今日は、魚屋ミッキーな美樹が監督している。でも、実はあのふたり、なーんか仲悪いんだよなあ。実くん絡みかな?いやまあ、私もいろいろと思うところがあるから、渡辺 凛にはキツくあたっているけど。
「じゃあ、僕が受付を多く担当しようか?」
「ううん、彼女の抜けた分はNPCを試してみるから。『篠原あかね』ね」
「現実の『篠原あかね』は、まだリーネであるとは公表してないもんね。アリバイ作り?」
「そゆこと」
NPCだけどNPCではないフリをしてもらってね。『VR研諜報員の篠原あかね』のアバターという体裁だ。
…という感じで、誠くんと楽しくお喋りしながら車は進んでいく。
そう、進んでいくのだ、私の思うままに!こないだのひとり旅とは違って、今はHS-01があるからね!フリーハンドだよ!車をアバター扱いしてるけど、安全運転だよ!
◇
2時間ほど高速を走らせて、SAに入る。
「コーヒーでも飲もっか」
「そうだね」
フードコードエリアに入り、券売機で券を買う。今回もちゃんと現金を用意したよ!じゃらじゃら。
「メイドさんだ…」
「メイドさんだよね…」
あ、しまった、『メイド服は普通だよー』な認識阻害忘れてた。誠くんも一気に有名になったから、『佐藤春香とかリーネとか須藤 誠くんとかじゃないよー』はかけてたんだけど。
…うん、まあ、いっか!
「おまたせー」
「ありがとう」
なにより、誠くんが気にしていない!だから、いいのだ!
「あの…写真撮ってもいいですか?」
「ごめんなさい、ダメなんです」
「えっと、男の子の方だけでも」
「もっとダメです」
テーブルの隣の家族連れの人がそんなことを尋ねてきたけど、静止画への『認識阻害』は効かないことがあるから却下。ていうか、誠くん撮っちゃダメ!今まで、あちこちに写るようなことがなかったみたいだから良かったよ。

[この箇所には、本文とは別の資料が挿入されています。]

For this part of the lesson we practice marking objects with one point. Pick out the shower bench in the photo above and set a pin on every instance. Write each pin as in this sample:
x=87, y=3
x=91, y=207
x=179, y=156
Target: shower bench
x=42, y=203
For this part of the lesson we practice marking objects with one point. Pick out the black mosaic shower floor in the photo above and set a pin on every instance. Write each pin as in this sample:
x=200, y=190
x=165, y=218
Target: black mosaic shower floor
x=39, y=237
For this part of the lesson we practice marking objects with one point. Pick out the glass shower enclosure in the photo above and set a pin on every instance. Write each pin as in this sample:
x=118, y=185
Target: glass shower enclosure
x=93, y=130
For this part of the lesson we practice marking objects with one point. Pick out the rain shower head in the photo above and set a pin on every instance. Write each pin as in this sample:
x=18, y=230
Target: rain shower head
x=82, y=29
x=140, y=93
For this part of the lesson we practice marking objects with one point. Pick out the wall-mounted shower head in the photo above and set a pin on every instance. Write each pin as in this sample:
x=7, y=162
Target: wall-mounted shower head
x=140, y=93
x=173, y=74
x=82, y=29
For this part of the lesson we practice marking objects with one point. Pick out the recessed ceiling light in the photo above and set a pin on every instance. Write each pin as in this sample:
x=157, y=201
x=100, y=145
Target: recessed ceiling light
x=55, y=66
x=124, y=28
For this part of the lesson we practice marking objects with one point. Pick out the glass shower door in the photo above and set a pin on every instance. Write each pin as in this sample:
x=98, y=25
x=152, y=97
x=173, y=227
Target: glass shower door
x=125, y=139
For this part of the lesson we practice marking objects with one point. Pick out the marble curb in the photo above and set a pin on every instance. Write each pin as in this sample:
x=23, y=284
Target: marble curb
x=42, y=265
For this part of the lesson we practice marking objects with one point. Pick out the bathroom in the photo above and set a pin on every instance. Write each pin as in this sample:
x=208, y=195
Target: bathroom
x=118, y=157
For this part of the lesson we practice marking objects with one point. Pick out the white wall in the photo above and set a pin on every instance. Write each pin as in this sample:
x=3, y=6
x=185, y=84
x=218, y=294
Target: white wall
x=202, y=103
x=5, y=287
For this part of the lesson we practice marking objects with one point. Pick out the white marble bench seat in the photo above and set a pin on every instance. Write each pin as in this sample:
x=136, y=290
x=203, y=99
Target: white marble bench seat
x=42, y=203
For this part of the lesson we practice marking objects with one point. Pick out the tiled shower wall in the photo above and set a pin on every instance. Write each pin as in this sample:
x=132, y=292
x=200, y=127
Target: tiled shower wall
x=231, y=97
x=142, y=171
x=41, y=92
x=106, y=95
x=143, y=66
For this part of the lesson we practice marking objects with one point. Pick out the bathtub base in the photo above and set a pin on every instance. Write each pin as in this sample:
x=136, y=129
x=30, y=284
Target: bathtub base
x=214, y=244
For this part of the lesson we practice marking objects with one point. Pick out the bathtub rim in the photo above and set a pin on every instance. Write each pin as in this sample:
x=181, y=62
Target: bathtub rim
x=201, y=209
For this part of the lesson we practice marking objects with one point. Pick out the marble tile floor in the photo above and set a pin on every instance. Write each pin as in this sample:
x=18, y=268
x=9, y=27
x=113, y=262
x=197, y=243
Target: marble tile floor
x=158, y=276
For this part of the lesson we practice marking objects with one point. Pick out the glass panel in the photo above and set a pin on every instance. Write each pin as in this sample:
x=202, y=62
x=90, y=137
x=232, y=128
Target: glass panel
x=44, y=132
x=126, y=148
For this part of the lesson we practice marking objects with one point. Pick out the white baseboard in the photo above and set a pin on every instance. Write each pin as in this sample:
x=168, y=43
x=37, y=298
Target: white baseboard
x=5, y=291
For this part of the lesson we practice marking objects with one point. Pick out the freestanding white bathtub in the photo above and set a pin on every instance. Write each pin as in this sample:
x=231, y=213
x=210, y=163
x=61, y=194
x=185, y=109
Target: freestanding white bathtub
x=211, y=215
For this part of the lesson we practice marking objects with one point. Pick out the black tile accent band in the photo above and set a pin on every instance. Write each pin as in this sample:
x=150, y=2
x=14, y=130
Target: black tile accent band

「そういえば、修学旅行とかでも、あんまり写らなかったな」
「写真を撮らないようにしようっていう『認識阻害』もあったのかな?写ったら写ったで目立つしね」
「んー、そうかも。集合写真は頻繁にあったけど、小さくてよくわからないからね」
誠くんには、『門番として目立たないようにする認識阻害がリアルでも発生していたよ、だから消したよ!』と伝えてある。決して、決してイケメンがどうとか言ってないからね!
「(ひそひそ)かわいいカップルねー」
「(ひそひそ)女の子がメイドだけど、かわいいよねー」
「(ひそひそ)団体旅行中なのかな?親御さんとかいないみたいだし」
「(ひそひそ)なんかのイベント?でも…見たことないよね?」
私達の方を見てひそひそ言ってる人達もいるけど、騒がれないということは、私達の素性がバレてないってことだ。しかし、素性がバレたら騒がれるって、ホント落ち着かないよね。芸能人とかならそれもお仕事なんだろうけど、私はもうやめてるし、ましてや、誠くんはもともとそんなんじゃないからね!
「あれ、TVでニュースやってる。災害地の様子かな」
「あー、私、バッチリ映ってるなあ」
公民館などの残っていた施設を借りて、クリームシチューを大量に作って配ってる様子がつらつらと映ってる。金バラ撒けばいいってわけじゃないからね、支援するんだって気持ちを明確にするのも重要だよ!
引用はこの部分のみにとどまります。